Borrachos y orgullosos. Ése era
el titular que aparecía en el MondoSonoro a propósito de una entrevista a Dropkick
Murphys realizada en el año 2000. Diez años más tarde, puedo asegurar que los
de Boston se emborrachan igual pero que están el doble de orgullosos a la vista
de las cotas de popularidad alcanzada por la banda (lleno absoluto en la sala
Razzmatazz 2). También cabe apuntar que su repertorio actual en directo  poco tiene que ver con el que mostraron
en el concierto más entrañable de la banda: “Live On St.
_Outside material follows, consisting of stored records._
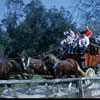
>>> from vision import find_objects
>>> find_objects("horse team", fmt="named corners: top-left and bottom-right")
top-left (0, 51), bottom-right (85, 80)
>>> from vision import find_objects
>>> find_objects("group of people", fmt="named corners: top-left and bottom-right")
top-left (61, 26), bottom-right (92, 53)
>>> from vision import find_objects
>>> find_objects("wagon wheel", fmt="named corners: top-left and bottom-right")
top-left (85, 68), bottom-right (96, 88)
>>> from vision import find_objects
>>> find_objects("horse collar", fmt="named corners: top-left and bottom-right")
top-left (23, 57), bottom-right (31, 69)
top-left (53, 59), bottom-right (59, 70)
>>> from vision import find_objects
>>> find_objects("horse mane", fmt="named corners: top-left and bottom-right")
top-left (48, 54), bottom-right (57, 63)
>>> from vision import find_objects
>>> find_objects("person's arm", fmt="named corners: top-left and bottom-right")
top-left (85, 37), bottom-right (90, 47)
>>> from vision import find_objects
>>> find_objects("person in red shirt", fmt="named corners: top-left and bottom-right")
top-left (85, 26), bottom-right (92, 38)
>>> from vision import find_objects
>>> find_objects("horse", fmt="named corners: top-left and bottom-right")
top-left (0, 58), bottom-right (25, 80)
top-left (42, 54), bottom-right (86, 78)
top-left (18, 50), bottom-right (46, 78)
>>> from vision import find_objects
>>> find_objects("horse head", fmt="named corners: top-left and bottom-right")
top-left (18, 50), bottom-right (30, 70)
top-left (42, 54), bottom-right (57, 68)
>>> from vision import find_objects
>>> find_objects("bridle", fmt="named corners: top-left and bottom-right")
top-left (21, 56), bottom-right (31, 70)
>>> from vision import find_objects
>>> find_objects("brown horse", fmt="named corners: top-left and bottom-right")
top-left (0, 58), bottom-right (25, 80)
top-left (43, 54), bottom-right (85, 78)
top-left (18, 50), bottom-right (45, 78)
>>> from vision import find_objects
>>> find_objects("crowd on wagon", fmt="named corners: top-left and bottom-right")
top-left (61, 26), bottom-right (93, 53)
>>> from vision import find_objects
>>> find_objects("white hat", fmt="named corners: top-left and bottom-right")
top-left (64, 31), bottom-right (69, 35)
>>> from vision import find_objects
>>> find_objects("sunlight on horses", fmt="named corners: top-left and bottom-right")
top-left (43, 54), bottom-right (86, 78)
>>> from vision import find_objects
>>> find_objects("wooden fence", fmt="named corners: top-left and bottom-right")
top-left (0, 76), bottom-right (100, 98)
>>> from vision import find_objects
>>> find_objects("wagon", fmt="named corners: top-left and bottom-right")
top-left (61, 43), bottom-right (100, 76)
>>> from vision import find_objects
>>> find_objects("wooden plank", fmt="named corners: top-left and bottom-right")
top-left (0, 76), bottom-right (100, 84)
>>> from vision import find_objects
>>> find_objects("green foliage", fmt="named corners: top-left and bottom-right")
top-left (2, 0), bottom-right (75, 57)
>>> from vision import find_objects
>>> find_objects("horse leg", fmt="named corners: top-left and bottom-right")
top-left (52, 83), bottom-right (55, 95)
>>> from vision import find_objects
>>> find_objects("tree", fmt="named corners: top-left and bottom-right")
top-left (73, 0), bottom-right (100, 35)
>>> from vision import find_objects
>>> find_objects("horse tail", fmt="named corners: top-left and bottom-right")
top-left (75, 61), bottom-right (86, 76)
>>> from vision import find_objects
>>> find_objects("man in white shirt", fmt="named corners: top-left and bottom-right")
top-left (79, 31), bottom-right (90, 53)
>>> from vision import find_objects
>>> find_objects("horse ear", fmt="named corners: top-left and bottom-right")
top-left (17, 53), bottom-right (21, 56)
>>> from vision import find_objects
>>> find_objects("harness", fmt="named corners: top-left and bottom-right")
top-left (53, 59), bottom-right (68, 75)
top-left (53, 59), bottom-right (59, 71)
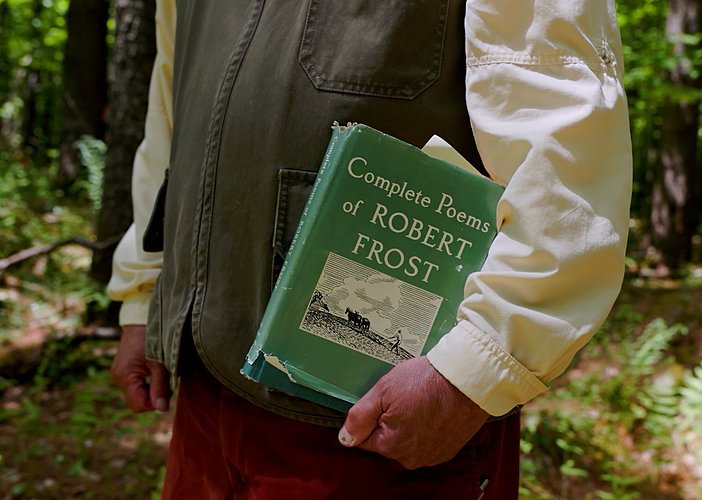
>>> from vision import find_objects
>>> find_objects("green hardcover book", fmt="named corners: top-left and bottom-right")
top-left (242, 124), bottom-right (503, 411)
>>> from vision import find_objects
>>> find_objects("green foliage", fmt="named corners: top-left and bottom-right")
top-left (0, 348), bottom-right (165, 498)
top-left (0, 0), bottom-right (69, 154)
top-left (522, 318), bottom-right (702, 499)
top-left (617, 0), bottom-right (702, 223)
top-left (76, 135), bottom-right (107, 213)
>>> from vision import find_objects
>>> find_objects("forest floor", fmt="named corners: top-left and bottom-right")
top-left (0, 262), bottom-right (702, 499)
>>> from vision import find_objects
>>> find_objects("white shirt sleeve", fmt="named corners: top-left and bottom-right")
top-left (107, 0), bottom-right (176, 325)
top-left (428, 0), bottom-right (632, 415)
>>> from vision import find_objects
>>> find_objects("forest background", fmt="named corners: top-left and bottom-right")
top-left (0, 0), bottom-right (702, 499)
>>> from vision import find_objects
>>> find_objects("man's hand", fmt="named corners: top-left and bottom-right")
top-left (339, 356), bottom-right (488, 469)
top-left (110, 325), bottom-right (171, 413)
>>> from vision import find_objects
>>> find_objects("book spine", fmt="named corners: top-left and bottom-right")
top-left (242, 124), bottom-right (349, 368)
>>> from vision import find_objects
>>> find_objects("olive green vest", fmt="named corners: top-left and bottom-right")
top-left (145, 0), bottom-right (481, 425)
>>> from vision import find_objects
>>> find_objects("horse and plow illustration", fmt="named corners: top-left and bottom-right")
top-left (300, 253), bottom-right (441, 364)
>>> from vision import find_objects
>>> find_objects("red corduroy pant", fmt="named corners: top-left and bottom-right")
top-left (163, 354), bottom-right (519, 500)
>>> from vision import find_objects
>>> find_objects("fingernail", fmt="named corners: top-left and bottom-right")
top-left (339, 427), bottom-right (354, 446)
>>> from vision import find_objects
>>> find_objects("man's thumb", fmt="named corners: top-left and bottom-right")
top-left (339, 389), bottom-right (382, 446)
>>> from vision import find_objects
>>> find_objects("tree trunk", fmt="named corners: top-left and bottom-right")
top-left (91, 0), bottom-right (156, 290)
top-left (651, 0), bottom-right (702, 274)
top-left (59, 0), bottom-right (109, 184)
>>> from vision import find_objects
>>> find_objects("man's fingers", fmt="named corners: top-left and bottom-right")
top-left (120, 377), bottom-right (154, 413)
top-left (147, 361), bottom-right (171, 411)
top-left (339, 389), bottom-right (383, 446)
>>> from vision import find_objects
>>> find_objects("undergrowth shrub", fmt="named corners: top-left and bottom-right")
top-left (521, 317), bottom-right (702, 500)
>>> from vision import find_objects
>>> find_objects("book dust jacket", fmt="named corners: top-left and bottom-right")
top-left (242, 124), bottom-right (503, 411)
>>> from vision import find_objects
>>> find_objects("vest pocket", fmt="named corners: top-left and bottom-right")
top-left (271, 168), bottom-right (317, 288)
top-left (299, 0), bottom-right (448, 99)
Patrick’s day”
, un bolo del 2002 en su Boston natal que también fue
publicado en disco. “The Gauntlet”, “Barroom Heroes”, “The Spicy McHaggis Jig”
y “Boys On The Docks” son las únicas cuatro canciones clásicas que siguen
tocando. Todas las demás son temas de sus últimos trabajos. La pena es que sea
difícil trasladar al directo el sonido de la gaita, del acordeón y de la
mandolina, elementos que, al fin y al cabo, son los que dotan al sonido de
Dropkick Murphys de ese punto extra de originalidad y autenticidad. Sin ese
toque folk, los Murphys no pasan de ser una buena banda de punk-rock cervecero
para hooligans
. El concierto de Barcelona
(en su segunda visita a la ciudad en toda su trayectoria) no fue una excepción
y la saturación de volumen de las guitarras y de las voces impidió apreciar el
trabajo de los vientos. Después de una hora y media justa de actuación, me
quedo con las dos invasiones consentidas de escenario del final, primero de
chicas y luego de chicos, al grito unísono de “Let’s Go Murphys!”